David Beckham is on the cover of Men's Health this month. Why is a soccer player wearing a suit in a boxing ring? I don't know. Maybe he was filming on the set of Cinderella Man Too: White British Boxers Also Fought During the Depression. "Call me funny names, will ya? Right, then! Le's take this outside, we will! C'mon, up with yer dukes, guvna!"
As Kickette notes, Beckham is the first dude on the cover of Men's Health to not be shirtless and flexing rock-hard abs since… well, pretty much ever. It has to be a bittersweet moment for all the gay men that have always hoped Becks would make the cover. I know it is for me.
In unrelated Beckham news, ol' Goldenballs was named Athlete of the Year at the Teen Choice Awards, proving for the 300 billionth consecutive time why teenagers should never be allowed to vote for anything ever. Fucking idiots. They'd elect MTV president if they could.


Are you having a bully day, homo?
They'd elect MTV president…and 'The Hills' Secretary of Labor
He's gone steampunk!
interestingly, "men's health" in chinese, translates roughly to "cosmo for dudes"

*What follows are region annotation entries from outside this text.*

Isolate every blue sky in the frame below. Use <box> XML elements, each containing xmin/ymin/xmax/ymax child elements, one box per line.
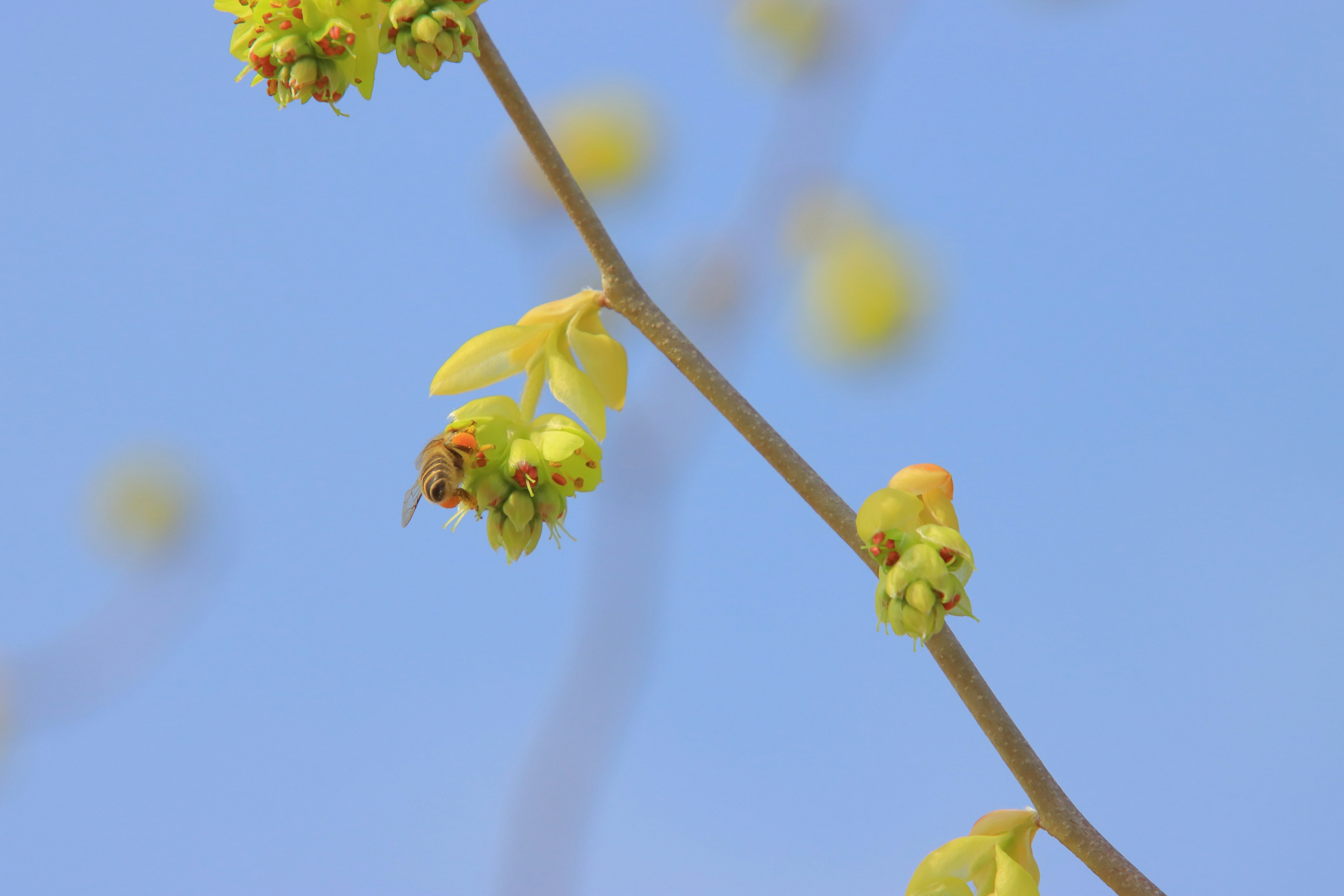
<box><xmin>0</xmin><ymin>0</ymin><xmax>1344</xmax><ymax>896</ymax></box>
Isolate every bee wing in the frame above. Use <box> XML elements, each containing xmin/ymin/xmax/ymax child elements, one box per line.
<box><xmin>402</xmin><ymin>482</ymin><xmax>421</xmax><ymax>529</ymax></box>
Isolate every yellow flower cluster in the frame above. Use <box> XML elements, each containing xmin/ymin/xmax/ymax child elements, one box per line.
<box><xmin>214</xmin><ymin>0</ymin><xmax>484</xmax><ymax>113</ymax></box>
<box><xmin>855</xmin><ymin>463</ymin><xmax>976</xmax><ymax>642</ymax></box>
<box><xmin>906</xmin><ymin>809</ymin><xmax>1040</xmax><ymax>896</ymax></box>
<box><xmin>429</xmin><ymin>289</ymin><xmax>628</xmax><ymax>441</ymax></box>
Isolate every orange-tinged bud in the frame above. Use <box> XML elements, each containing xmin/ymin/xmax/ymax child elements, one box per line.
<box><xmin>887</xmin><ymin>463</ymin><xmax>953</xmax><ymax>502</ymax></box>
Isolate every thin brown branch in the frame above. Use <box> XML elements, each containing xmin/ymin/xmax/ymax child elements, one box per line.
<box><xmin>473</xmin><ymin>16</ymin><xmax>1163</xmax><ymax>896</ymax></box>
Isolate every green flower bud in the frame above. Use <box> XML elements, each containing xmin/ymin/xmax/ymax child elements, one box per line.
<box><xmin>904</xmin><ymin>579</ymin><xmax>934</xmax><ymax>615</ymax></box>
<box><xmin>485</xmin><ymin>508</ymin><xmax>504</xmax><ymax>551</ymax></box>
<box><xmin>411</xmin><ymin>16</ymin><xmax>443</xmax><ymax>43</ymax></box>
<box><xmin>476</xmin><ymin>471</ymin><xmax>513</xmax><ymax>510</ymax></box>
<box><xmin>503</xmin><ymin>518</ymin><xmax>532</xmax><ymax>563</ymax></box>
<box><xmin>215</xmin><ymin>0</ymin><xmax>387</xmax><ymax>114</ymax></box>
<box><xmin>504</xmin><ymin>489</ymin><xmax>536</xmax><ymax>529</ymax></box>
<box><xmin>855</xmin><ymin>475</ymin><xmax>976</xmax><ymax>641</ymax></box>
<box><xmin>387</xmin><ymin>0</ymin><xmax>426</xmax><ymax>28</ymax></box>
<box><xmin>379</xmin><ymin>0</ymin><xmax>483</xmax><ymax>79</ymax></box>
<box><xmin>434</xmin><ymin>31</ymin><xmax>462</xmax><ymax>62</ymax></box>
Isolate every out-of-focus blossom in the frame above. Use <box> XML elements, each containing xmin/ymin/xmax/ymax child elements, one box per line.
<box><xmin>788</xmin><ymin>191</ymin><xmax>926</xmax><ymax>361</ymax></box>
<box><xmin>90</xmin><ymin>449</ymin><xmax>196</xmax><ymax>561</ymax></box>
<box><xmin>906</xmin><ymin>809</ymin><xmax>1040</xmax><ymax>896</ymax></box>
<box><xmin>429</xmin><ymin>289</ymin><xmax>628</xmax><ymax>441</ymax></box>
<box><xmin>516</xmin><ymin>87</ymin><xmax>656</xmax><ymax>199</ymax></box>
<box><xmin>734</xmin><ymin>0</ymin><xmax>836</xmax><ymax>71</ymax></box>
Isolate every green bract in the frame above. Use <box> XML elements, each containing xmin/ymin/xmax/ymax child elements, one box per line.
<box><xmin>906</xmin><ymin>809</ymin><xmax>1040</xmax><ymax>896</ymax></box>
<box><xmin>855</xmin><ymin>463</ymin><xmax>976</xmax><ymax>642</ymax></box>
<box><xmin>430</xmin><ymin>291</ymin><xmax>626</xmax><ymax>440</ymax></box>
<box><xmin>446</xmin><ymin>395</ymin><xmax>602</xmax><ymax>563</ymax></box>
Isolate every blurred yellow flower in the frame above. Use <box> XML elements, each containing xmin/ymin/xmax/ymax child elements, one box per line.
<box><xmin>734</xmin><ymin>0</ymin><xmax>835</xmax><ymax>71</ymax></box>
<box><xmin>517</xmin><ymin>87</ymin><xmax>656</xmax><ymax>199</ymax></box>
<box><xmin>788</xmin><ymin>191</ymin><xmax>925</xmax><ymax>360</ymax></box>
<box><xmin>91</xmin><ymin>450</ymin><xmax>195</xmax><ymax>560</ymax></box>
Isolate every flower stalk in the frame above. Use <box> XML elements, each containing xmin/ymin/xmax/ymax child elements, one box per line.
<box><xmin>472</xmin><ymin>15</ymin><xmax>1163</xmax><ymax>896</ymax></box>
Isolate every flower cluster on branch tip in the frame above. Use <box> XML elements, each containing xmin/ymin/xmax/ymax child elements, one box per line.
<box><xmin>215</xmin><ymin>0</ymin><xmax>484</xmax><ymax>112</ymax></box>
<box><xmin>906</xmin><ymin>809</ymin><xmax>1040</xmax><ymax>896</ymax></box>
<box><xmin>403</xmin><ymin>289</ymin><xmax>628</xmax><ymax>563</ymax></box>
<box><xmin>855</xmin><ymin>463</ymin><xmax>976</xmax><ymax>643</ymax></box>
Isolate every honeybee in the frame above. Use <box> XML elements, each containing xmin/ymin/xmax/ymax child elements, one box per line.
<box><xmin>402</xmin><ymin>423</ymin><xmax>495</xmax><ymax>528</ymax></box>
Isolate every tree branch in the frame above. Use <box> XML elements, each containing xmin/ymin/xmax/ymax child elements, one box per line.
<box><xmin>473</xmin><ymin>16</ymin><xmax>1163</xmax><ymax>896</ymax></box>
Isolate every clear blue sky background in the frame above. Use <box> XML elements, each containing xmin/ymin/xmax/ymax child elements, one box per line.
<box><xmin>0</xmin><ymin>0</ymin><xmax>1344</xmax><ymax>896</ymax></box>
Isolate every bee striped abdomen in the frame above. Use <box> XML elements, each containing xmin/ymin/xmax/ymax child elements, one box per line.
<box><xmin>421</xmin><ymin>442</ymin><xmax>465</xmax><ymax>504</ymax></box>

Freshen your drink, Gov'na?
*gets out old timey microphone* The year was 1928, little Jimmy Delagotti had just had his first hamburger. After bitch slapping his Mother he made the Big Mac
One of my buddies has "Men's Health" in his bathroom. So every time I take a shit, I have this shirtless muscle guy staring at me. Its creepy. So now I crap in his backyard.
I don't know what to make of his sexuality. On the one hand, his posture says "Come sit on my lap, buddy boy"; on the other hand, his hat says "I'm covering up my bald gay head".
I guess I DO know what to make of his sexuality, come to think of it.
Is there anything manlier than sitting in a boxing ring corner with a 3 piece suit plus overcoat, and wearing an old-timey motoring cap?